# What's the best product to repair a crack in a knotty alder door while I'm refinishin



## Kmurdock (Aug 2, 2010)

I'm going to be refinishing an exterior knotty alder door that has a few cracks in it. The door gets a lot of sun, what is the best product to repair the cracks. Thanks


----------



## feinlover (Aug 5, 2011)

Is the door painted? If so, I get some fine sawdust (e.g, from a sander) and wood glue. I put glue into the crack and then put sawdust on top of the glue and rub it all in. Then I wipe it with damp cloth so that the glue/sawdust is only in the crack. After letting it dry overnight, I sand/prime/paint the panel. 

This has held up over multiple seasons in New England.


----------



## goneelkn (Jan 9, 2010)

Try this

http://www.abatron.com/buildingandrestorationproducts/woodrestorationmaintenance/woodepox.html


----------



## Kmurdock (Aug 2, 2010)

feinlover said:


> Is the door painted? If so, I get some fine sawdust (e.g, from a sander) and wood glue. I put glue into the crack and then put sawdust on top of the glue and rub it all in. Then I wipe it with damp cloth so that the glue/sawdust is only in the crack. After letting it dry overnight, I sand/prime/paint the panel.
> 
> This has held up over multiple seasons in New England.

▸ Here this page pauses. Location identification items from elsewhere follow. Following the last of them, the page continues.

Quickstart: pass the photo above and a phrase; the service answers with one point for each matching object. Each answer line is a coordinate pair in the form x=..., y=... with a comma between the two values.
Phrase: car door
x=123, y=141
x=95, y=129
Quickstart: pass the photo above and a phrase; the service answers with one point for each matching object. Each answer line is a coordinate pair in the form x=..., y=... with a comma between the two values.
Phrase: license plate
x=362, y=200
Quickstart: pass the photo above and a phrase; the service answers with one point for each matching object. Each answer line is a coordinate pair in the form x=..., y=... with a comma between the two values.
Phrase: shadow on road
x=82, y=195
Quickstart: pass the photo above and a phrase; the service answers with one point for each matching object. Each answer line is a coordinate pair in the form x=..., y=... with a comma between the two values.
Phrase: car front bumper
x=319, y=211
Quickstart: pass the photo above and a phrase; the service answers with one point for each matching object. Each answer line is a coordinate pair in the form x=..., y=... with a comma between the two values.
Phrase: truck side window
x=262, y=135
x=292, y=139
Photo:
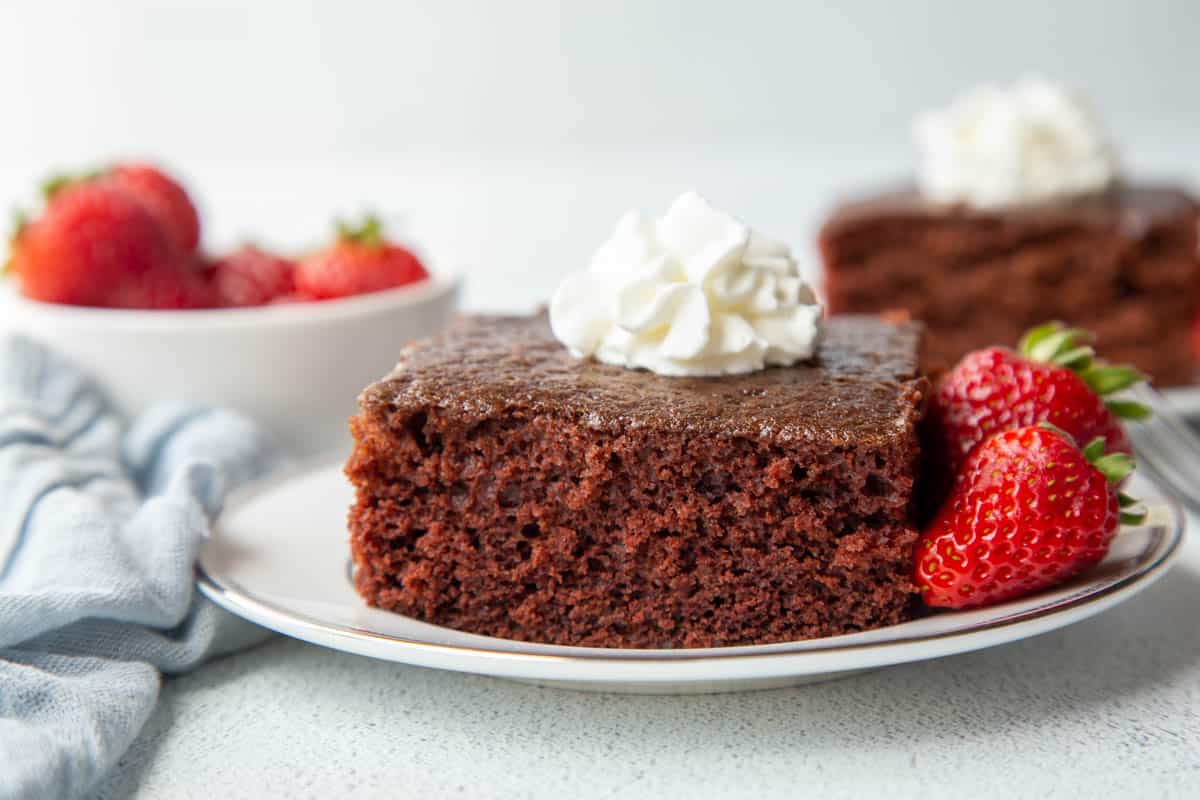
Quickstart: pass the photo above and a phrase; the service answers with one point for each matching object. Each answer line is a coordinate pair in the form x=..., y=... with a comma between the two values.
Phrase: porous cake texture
x=507, y=488
x=1122, y=263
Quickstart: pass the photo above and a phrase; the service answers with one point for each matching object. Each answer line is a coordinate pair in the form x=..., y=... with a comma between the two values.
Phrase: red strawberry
x=1029, y=510
x=1053, y=378
x=165, y=198
x=252, y=277
x=361, y=260
x=95, y=245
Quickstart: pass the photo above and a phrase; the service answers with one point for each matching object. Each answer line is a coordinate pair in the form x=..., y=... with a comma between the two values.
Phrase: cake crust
x=1121, y=263
x=510, y=489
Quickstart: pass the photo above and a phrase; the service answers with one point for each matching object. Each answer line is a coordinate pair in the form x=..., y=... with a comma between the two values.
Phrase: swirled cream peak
x=1027, y=143
x=695, y=293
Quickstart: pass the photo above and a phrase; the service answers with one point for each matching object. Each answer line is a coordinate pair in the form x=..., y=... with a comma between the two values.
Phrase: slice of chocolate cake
x=1122, y=263
x=510, y=489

That does work good if it was going to be painted, but this is a fancy door with stain.


----------



## Kmurdock (Aug 2, 2010)

goneelkn said:


> Try this
> 
> http://www.abatron.com/buildingandrestorationproducts/woodrestorationmaintenance/woodepox.html


This is what I was thinking I just wasn't sure if it can be stained or not, I looked at the link and it said it can be, it also said you can add stain to the wood epox before you fill, Which way would you do it and will it stand out from the rest of the wood?


----------



## goneelkn (Jan 9, 2010)

Never tried it with stain grade, always painted. Never had any of it fail though. Trial and error on stain i guess. Wait till you see the price!


----------